Gates Factory Store v. Coleman

350 P.2d 559 | Colo. | 1960

350 P.2d 559 (1960)

GATES FACTORY STORE, Irvine D. Lovell, d/b/a Inter-State Detective Bureau, and W. G. Bowser, Plaintiff in Error,
v.
Carl Horace COLEMAN, Defendant in Error.

No. 18635.

Supreme Court of Colorado, En Banc.

March 28, 1960.

Dayton Denious, Omer Griffin, Denver, for plaintiffs in error.

No appearance for defendant in error.

SUTTON, Chief Justice.

The parties here appear in inverse order of their appearance in the trial court. The only question presented is whether the damages awarded by the trial court were excessive. We conclude that they were.

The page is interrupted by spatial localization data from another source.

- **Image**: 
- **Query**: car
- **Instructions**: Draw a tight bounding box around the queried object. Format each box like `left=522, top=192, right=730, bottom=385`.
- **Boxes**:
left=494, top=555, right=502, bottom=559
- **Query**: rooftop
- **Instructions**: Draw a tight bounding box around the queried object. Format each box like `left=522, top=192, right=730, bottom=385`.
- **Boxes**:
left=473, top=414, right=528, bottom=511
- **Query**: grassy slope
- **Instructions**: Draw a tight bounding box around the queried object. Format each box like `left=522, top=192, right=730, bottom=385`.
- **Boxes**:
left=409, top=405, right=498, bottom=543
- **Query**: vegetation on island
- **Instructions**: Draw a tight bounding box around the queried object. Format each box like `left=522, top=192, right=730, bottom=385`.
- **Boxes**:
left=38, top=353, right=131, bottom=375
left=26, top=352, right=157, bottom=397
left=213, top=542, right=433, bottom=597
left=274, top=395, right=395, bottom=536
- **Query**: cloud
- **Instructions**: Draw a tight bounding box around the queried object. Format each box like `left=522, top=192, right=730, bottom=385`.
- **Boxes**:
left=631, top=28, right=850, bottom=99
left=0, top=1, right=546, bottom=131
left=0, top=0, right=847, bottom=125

Gates sold four automobile tires to Coleman in April of 1956. On November 4th of that year Gates caused these tires to be "repossessed" by having its agent remove them from Coleman's automobile as it was parked in front of his home. This repossession occurred some four days after Coleman had made the final payment due on the contract of sale, a time when his liability under the contract had been completely discharged. Gates attributes this to a "foul up" or "mistake," while Coleman asserts that it was done wilfully and maliciously.

The case was tried to the court, which entered its judgment in favor of Coleman in the amount of $1,000, plus costs and interest.

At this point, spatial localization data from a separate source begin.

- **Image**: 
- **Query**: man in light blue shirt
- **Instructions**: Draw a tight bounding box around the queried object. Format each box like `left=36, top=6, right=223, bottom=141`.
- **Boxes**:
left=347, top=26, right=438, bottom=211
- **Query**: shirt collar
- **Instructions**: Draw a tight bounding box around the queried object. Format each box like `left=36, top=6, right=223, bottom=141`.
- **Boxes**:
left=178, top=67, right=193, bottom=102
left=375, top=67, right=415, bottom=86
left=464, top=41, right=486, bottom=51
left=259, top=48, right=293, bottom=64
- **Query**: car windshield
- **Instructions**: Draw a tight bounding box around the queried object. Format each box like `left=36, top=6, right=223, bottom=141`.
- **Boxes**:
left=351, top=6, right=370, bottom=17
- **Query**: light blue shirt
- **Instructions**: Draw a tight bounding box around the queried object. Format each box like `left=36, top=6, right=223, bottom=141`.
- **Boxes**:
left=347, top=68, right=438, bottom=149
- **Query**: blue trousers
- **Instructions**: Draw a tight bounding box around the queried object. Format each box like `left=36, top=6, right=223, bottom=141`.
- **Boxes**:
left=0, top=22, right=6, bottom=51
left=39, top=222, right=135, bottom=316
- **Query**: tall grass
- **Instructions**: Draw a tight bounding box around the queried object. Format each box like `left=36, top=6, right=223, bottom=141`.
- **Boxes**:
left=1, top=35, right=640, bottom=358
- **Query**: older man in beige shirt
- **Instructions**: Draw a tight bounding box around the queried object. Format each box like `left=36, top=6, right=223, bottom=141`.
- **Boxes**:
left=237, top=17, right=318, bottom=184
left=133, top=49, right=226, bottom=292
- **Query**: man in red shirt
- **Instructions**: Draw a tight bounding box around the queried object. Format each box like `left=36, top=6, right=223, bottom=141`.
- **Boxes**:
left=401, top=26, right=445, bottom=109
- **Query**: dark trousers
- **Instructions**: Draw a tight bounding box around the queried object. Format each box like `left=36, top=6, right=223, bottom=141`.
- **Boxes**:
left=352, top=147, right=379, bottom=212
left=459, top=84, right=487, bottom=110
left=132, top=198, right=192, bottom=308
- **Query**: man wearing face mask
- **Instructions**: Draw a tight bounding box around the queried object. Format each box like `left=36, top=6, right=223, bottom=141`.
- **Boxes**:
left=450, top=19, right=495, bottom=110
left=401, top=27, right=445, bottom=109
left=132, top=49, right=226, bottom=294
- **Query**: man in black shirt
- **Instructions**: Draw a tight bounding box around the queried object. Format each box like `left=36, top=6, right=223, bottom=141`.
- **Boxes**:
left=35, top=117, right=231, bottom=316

The sole ground of error here urged being the excessiveness of these damages, provisions of the complaint pertinent thereto are hereafter set forth:

"II
"That on November 4th, * * * (defendant's agent) did wilfully and wrongfully remove from the possession of plaintiff four automobile tires of the approximate value of One Hundred Dollars ($100.00).

* * * * * *

"VI

"That the wrongful and malicious action on the part of the defendants *560 deprived the plaintiff of the possession and use of his property, deprived him of the use of his automobile, caused him to incur the expense of securing legal counsel to protect his rights, and also the added expense of replacing the property wrongfully taken by defendants. The plaintiff suffered great personal embarrassment and irreparable damage to his business and credit standing; thus resulting in aggregated damages to the plaintiff in the amount of Three Thousand Dollars ($3000.00).

"Wherefore, plaintiff prays judgment against the defendants or defendant liable for such damages to the plaintiff in the amount of Three Thousand Dollars ($3000.00) and such other and further relief as to the court may seem proper."

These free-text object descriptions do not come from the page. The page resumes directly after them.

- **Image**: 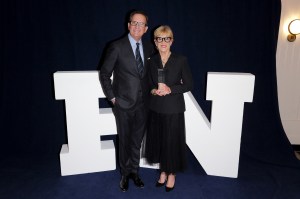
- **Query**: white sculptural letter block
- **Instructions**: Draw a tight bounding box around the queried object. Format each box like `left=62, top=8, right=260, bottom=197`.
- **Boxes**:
left=54, top=71, right=254, bottom=178
left=54, top=71, right=117, bottom=176
left=184, top=72, right=255, bottom=178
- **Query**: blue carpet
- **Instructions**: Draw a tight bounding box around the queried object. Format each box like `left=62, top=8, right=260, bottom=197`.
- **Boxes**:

No other mention of special damages is to be found in the pleadings, and no evidence of the extent of such damages is to be found in the record. Also there is no mention of exemplary damages to be found in the complaint. Notwithstanding the lack of pleading or evidence to justify an award of exemplary damages, the trial court in rendering judgment clearly indicated punishment to be the basis of its award.

The only evidence of actual damages consists of documents and testimony establishing the purchase price of the four tires to be $71.16, plus evidence of the amount expended by Coleman on replacement tires, which he testified to as "* * * eventually it (sic) cost around $50.00." There was no evidence offered as to the value of the tires taken at the time and place of their conversion. It is well settled that the value of the property taken, plus an additional amount equal to the legal rate of interest upon such value from the time of conversion to the time of the trial, is the proper measure of damages in trover and conversion actions. See Sigel-Campion Live Stock Co. v. Holly, 1908, 44 Colo. 580, 583, 101 P. 68.

Upon the record presented to us it was error to enter judgment for $1,000 which obviously was intended to include exemplary damages notwithstanding the fact that the complaint raised no issue thereunder.

The judgment is reversed and remanded with directions to grant a new trial.